Il proposera également la création d’un festival de cinéma… à Cannes, venant concurrencer l’image de la Mostra de Venise, devenue la vitrine du fascisme italien. La première édition devait se tenir en septembre 39 mais l’histoire et la guerre devait en décider autrement.
Je voyais en janvier 2014 une pièce de théâtre, qui s’appelait « Jean Zay ». C’était à Cannes, à l’auditorium Debussy qui est, avec l’amphithéâtre Louis Lumière, l’une des deux salles du palais des Festival. La boucle était bouclée.
Le 5 mai, en présence de membres de la famille de l’homme politique assassiné par des miliciens à Molles (Allier) le 20 juin 1944, Najat Vallaud-Belkacem a officiellement installé dans son bureau le meuble sur lequel Jean Zay travaillait à l’époque où il était ministre de Léon Blum dans le gouvernement du Front Populaire. « Cœur battant à l’idée de m’asseoir chaque jour à ce qui fut sa place »

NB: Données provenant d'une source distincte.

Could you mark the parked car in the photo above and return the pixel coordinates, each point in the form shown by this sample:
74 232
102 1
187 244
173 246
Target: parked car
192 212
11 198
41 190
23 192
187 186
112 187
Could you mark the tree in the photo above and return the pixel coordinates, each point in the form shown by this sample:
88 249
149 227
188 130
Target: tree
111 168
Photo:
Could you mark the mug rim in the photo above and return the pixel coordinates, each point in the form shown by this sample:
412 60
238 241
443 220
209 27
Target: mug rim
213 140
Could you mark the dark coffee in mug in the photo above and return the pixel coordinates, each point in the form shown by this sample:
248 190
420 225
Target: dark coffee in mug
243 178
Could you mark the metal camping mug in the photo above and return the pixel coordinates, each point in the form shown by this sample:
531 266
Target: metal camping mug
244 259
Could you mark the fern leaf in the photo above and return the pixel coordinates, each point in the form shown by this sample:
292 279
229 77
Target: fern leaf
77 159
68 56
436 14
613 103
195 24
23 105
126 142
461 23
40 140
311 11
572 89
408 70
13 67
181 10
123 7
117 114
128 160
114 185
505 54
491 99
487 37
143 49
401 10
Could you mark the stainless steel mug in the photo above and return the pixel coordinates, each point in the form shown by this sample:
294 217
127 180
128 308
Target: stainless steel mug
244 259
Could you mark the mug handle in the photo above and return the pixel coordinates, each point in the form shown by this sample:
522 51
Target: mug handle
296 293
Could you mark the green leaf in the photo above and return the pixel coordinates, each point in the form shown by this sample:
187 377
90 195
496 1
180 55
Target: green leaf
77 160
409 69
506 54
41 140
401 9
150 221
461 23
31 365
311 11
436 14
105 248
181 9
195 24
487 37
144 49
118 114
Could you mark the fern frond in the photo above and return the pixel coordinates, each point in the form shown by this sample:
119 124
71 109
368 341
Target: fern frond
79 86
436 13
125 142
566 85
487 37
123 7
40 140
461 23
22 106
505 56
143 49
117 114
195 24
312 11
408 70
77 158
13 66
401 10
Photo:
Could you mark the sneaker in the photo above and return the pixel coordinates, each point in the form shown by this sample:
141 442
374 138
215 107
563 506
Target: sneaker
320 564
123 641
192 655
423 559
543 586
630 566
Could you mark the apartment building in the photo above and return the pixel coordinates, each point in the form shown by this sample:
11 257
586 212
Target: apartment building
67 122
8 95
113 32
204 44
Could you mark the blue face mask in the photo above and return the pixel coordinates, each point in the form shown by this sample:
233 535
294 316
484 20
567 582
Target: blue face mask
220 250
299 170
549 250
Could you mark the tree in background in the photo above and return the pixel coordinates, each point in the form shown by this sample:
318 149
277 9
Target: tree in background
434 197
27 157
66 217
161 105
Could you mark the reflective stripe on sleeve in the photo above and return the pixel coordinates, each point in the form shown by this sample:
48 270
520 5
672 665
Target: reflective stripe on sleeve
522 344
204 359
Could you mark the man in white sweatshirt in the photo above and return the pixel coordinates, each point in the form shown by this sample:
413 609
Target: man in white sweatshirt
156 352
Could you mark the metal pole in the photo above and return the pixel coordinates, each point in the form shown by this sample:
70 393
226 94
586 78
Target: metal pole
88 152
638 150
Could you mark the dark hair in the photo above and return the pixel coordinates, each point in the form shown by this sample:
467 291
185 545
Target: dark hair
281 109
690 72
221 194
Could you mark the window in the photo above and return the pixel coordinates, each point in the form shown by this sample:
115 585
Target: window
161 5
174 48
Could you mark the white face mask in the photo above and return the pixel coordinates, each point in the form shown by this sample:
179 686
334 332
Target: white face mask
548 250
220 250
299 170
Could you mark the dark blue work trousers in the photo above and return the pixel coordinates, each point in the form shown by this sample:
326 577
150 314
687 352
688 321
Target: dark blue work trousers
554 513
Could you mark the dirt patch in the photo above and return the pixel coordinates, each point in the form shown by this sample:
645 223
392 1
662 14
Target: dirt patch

« Pour Jean Zay, la République repose avant tout sur le civisme et l’intelligence des citoyens, c’est-à-dire sur leur éducation intellectuelle et morale. […] La politique est ce mouvement par lequel l’humanité s’approfondit et devient en quelque sorte plus digne d’elle-même. » (Antoine Prost)

Jacques Barbarin

Eléments bibliographiques
 Jean Zay et Patrick Pesnot, Souvenirs et solitude précédé de Jean Zay, ministre de l’intelligence française, Éditions de l’Aube,‎ 2004, 384 p
Jean Zay, Écrits de prison 1940-1944, Paris, Belin, 2014, 1051 p.
François Marlin, Jean Zay, un républicain, Éditions Infimes, 2015, 216 p.